Google and T-Mobile are teaming up to make 911 calls better for cellphone users.
Google is launching Emergency Location Services (ELS) with Android in the U.S., and T-Mobile is a partner in the launch. When an Android phone calls 911 and ELS is used, the phone sends a location to the emergency communications center using a combination of GPS, Wi-Fi, mobile networks, and sensors, giving you the same kind of location data that you’d get when using Google Maps.
Carriers like T-Mobile already have ways to share locations with emergency centers, but by integrating ELS, the centers will get more accurate location data and they’ll get it faster than they did before. Google told the Wall Street Journal that it tested its ELS tech in emergency call centers earlier this year and found that it reduced the average radius in which a caller might be located from 522 feet down to 121 feet.

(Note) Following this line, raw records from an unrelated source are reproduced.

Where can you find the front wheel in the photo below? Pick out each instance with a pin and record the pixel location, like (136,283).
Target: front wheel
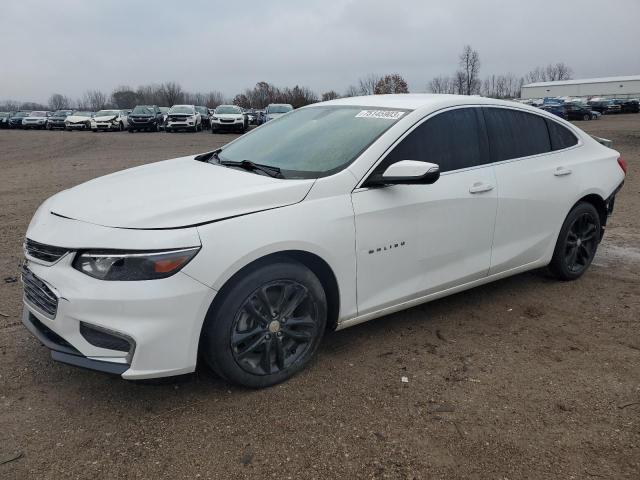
(267,326)
(577,243)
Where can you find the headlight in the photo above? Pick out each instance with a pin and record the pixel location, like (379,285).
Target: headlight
(106,265)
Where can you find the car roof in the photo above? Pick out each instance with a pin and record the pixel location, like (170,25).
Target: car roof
(414,101)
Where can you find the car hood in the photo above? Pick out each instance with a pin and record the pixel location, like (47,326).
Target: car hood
(175,193)
(105,118)
(77,118)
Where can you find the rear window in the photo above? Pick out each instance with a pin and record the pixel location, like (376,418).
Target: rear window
(561,137)
(515,134)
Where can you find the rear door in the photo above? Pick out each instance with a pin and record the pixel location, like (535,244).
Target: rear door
(534,159)
(413,240)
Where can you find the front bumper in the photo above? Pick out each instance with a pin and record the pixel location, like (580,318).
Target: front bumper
(161,319)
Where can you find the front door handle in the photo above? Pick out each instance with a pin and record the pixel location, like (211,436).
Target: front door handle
(480,187)
(561,171)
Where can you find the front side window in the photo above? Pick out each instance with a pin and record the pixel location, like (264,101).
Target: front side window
(313,142)
(452,140)
(515,134)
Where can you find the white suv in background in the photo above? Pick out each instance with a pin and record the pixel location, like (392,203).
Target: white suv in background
(183,117)
(337,213)
(109,120)
(229,117)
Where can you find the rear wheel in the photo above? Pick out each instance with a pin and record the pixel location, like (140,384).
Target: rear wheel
(577,243)
(267,327)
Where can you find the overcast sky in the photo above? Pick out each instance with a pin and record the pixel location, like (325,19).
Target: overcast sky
(69,46)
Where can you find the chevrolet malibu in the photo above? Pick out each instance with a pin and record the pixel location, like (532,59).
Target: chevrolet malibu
(332,215)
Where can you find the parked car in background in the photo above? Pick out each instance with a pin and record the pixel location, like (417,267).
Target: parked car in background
(4,119)
(276,110)
(79,120)
(57,119)
(604,106)
(15,120)
(109,120)
(576,111)
(36,119)
(252,117)
(165,112)
(228,117)
(145,117)
(557,109)
(204,115)
(183,117)
(244,256)
(631,105)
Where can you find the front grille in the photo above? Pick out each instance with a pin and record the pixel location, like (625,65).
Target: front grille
(46,253)
(103,339)
(38,294)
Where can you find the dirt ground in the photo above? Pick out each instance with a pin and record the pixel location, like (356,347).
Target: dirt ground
(524,378)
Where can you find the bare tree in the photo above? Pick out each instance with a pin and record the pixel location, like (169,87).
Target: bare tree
(58,101)
(94,99)
(558,71)
(330,95)
(470,67)
(352,91)
(459,82)
(550,73)
(393,83)
(367,84)
(442,84)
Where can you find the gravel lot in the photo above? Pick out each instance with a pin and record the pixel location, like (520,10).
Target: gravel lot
(523,378)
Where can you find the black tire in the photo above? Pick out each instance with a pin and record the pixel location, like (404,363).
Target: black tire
(246,344)
(577,243)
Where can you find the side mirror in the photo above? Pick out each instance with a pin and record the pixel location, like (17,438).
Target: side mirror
(406,172)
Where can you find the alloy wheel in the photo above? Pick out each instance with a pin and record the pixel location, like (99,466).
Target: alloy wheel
(581,243)
(274,327)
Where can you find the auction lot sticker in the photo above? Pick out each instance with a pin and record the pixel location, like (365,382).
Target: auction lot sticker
(384,114)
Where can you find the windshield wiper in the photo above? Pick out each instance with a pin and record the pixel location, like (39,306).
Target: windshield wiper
(251,166)
(205,157)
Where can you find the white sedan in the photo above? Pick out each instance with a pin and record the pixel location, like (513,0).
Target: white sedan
(335,214)
(109,120)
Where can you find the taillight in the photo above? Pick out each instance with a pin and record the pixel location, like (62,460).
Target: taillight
(623,164)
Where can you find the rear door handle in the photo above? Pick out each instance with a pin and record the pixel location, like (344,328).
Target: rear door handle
(480,187)
(561,171)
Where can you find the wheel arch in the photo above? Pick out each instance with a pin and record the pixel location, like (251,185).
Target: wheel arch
(599,204)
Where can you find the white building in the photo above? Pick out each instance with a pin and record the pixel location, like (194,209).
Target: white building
(613,87)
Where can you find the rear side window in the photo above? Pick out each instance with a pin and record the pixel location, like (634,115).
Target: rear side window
(515,134)
(451,139)
(561,137)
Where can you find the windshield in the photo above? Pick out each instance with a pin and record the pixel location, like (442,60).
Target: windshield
(143,110)
(313,142)
(279,108)
(222,109)
(182,109)
(107,113)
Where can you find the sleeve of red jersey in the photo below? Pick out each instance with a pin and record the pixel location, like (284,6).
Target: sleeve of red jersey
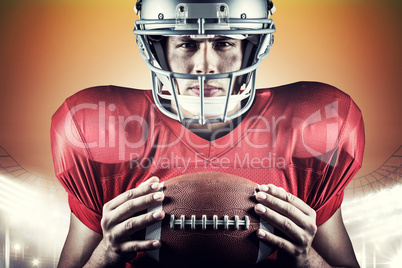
(74,168)
(345,162)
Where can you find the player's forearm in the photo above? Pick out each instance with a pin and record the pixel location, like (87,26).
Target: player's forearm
(100,258)
(314,260)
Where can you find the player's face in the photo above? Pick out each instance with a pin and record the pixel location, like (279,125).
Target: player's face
(204,56)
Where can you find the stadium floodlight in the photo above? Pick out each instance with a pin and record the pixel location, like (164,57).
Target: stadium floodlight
(396,260)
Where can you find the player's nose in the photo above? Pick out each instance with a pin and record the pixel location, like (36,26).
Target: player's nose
(205,60)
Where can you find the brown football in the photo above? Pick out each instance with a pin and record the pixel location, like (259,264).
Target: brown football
(210,220)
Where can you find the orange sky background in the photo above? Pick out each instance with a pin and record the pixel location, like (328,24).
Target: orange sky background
(51,49)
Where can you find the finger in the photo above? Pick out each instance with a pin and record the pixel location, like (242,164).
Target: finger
(276,241)
(284,224)
(288,197)
(125,229)
(284,208)
(133,206)
(136,246)
(149,186)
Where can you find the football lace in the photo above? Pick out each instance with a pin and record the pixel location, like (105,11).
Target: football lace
(204,222)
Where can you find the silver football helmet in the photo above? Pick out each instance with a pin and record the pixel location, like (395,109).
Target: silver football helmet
(239,19)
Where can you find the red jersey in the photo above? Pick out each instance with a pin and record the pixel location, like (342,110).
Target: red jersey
(306,137)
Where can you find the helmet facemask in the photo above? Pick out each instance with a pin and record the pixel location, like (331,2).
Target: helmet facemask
(203,20)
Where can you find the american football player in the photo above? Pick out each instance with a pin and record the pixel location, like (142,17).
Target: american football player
(112,146)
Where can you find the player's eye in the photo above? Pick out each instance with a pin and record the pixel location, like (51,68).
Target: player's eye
(188,45)
(223,45)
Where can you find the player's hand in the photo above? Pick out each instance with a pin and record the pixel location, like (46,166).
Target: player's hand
(292,217)
(121,220)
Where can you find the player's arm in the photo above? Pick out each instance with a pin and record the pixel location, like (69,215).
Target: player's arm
(86,248)
(307,245)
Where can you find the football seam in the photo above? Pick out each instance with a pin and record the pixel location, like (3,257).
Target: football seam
(193,222)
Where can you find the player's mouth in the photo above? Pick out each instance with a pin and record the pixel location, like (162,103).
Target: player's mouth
(209,90)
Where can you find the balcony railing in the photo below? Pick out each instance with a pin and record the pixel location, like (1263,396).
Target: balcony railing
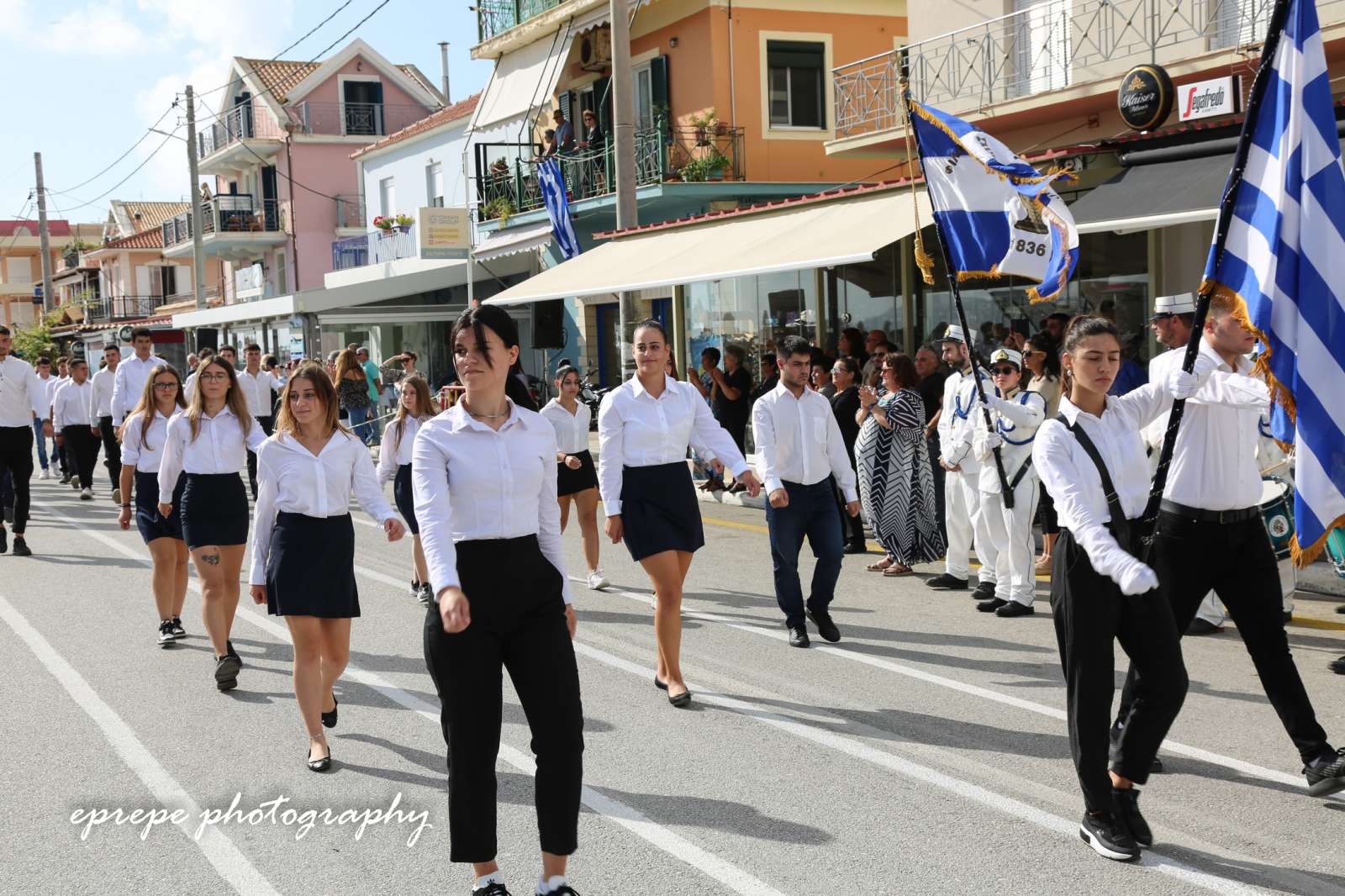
(498,17)
(228,213)
(1047,46)
(506,172)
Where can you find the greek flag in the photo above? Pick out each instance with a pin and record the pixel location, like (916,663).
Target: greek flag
(557,206)
(999,215)
(1284,260)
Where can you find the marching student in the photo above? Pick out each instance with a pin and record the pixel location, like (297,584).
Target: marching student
(963,519)
(143,437)
(1093,461)
(208,441)
(1017,414)
(576,477)
(645,427)
(394,465)
(1210,535)
(76,425)
(484,478)
(24,409)
(303,552)
(799,450)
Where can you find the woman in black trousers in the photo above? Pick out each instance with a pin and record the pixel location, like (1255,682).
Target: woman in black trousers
(483,474)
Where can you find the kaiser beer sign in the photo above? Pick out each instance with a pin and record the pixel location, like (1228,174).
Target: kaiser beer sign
(1208,98)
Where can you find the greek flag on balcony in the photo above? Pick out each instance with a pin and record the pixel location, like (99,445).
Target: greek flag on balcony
(997,214)
(551,183)
(1284,266)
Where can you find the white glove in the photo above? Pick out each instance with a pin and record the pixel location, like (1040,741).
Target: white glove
(1137,579)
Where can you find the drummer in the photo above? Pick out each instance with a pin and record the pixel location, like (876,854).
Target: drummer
(1210,535)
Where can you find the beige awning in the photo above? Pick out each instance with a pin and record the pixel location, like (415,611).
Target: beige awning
(799,235)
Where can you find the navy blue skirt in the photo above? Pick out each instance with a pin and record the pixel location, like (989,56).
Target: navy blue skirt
(214,510)
(148,521)
(404,498)
(659,510)
(311,567)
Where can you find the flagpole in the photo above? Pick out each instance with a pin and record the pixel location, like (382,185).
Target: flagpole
(957,302)
(1226,215)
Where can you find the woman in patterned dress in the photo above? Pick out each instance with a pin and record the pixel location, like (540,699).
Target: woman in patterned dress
(896,486)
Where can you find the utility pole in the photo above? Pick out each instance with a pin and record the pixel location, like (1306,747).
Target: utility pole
(198,252)
(623,125)
(45,239)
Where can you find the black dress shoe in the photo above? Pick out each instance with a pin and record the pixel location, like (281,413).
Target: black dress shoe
(826,627)
(1127,808)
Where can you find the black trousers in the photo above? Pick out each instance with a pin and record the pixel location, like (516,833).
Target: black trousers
(1237,562)
(111,451)
(518,623)
(1089,613)
(17,458)
(82,451)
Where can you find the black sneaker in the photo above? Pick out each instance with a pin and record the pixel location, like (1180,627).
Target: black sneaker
(1127,808)
(1328,777)
(826,627)
(1109,837)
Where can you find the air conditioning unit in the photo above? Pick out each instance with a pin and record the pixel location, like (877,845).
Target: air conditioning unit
(596,50)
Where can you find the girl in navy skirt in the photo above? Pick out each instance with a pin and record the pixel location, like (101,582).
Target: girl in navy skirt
(394,465)
(576,477)
(210,441)
(143,436)
(303,561)
(645,430)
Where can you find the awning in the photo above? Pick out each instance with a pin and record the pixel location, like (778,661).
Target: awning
(809,235)
(513,240)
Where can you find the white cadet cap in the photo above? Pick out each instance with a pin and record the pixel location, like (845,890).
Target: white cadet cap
(1180,304)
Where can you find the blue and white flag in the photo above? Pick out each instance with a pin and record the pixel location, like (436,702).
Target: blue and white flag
(1284,261)
(999,215)
(557,206)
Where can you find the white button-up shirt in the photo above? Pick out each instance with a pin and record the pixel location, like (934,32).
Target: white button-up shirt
(798,440)
(129,383)
(636,430)
(472,483)
(145,452)
(1214,463)
(259,390)
(71,405)
(221,447)
(22,393)
(103,382)
(295,481)
(571,430)
(1073,478)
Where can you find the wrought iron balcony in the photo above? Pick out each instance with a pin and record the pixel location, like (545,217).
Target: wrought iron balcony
(1047,46)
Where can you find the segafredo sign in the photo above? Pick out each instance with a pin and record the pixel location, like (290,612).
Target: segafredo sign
(1207,98)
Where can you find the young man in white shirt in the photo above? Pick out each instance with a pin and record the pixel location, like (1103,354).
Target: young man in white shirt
(799,450)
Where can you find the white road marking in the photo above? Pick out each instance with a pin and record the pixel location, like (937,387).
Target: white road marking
(226,858)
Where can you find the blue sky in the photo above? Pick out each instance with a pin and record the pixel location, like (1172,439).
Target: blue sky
(89,77)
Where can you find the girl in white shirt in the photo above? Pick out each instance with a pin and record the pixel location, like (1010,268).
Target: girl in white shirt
(645,430)
(484,478)
(576,477)
(208,441)
(143,436)
(394,465)
(303,560)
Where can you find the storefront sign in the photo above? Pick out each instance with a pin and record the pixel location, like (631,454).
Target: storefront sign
(1207,98)
(444,233)
(1145,98)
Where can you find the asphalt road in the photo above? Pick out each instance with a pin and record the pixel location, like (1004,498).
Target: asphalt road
(925,754)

T-Mobile CTO Neville Ray says that T-Mo has been working with Google for four years to implement ELS.
ELS is supported on Android devices running 4.0 Ice Cream Sandwich and above, which means it works on 99 percent of Android devices. You don’t need a separate app, update, or any special hardware to benefit. Your location is computed on your device and delivered directly to emergency providers when you call an emergency number, without passing through Google’s servers.
Location data for 911 calls has long been an issue with smartphones, and as more and more people rely exclusively on their cellphone for communication, it’s become more important to get more accurate location data to emergency call centers. It’s great to see Google and T-Mobile teaming up on this effort and giving Android users some peace of mind with more accurate location data should they ever need to call emergency services.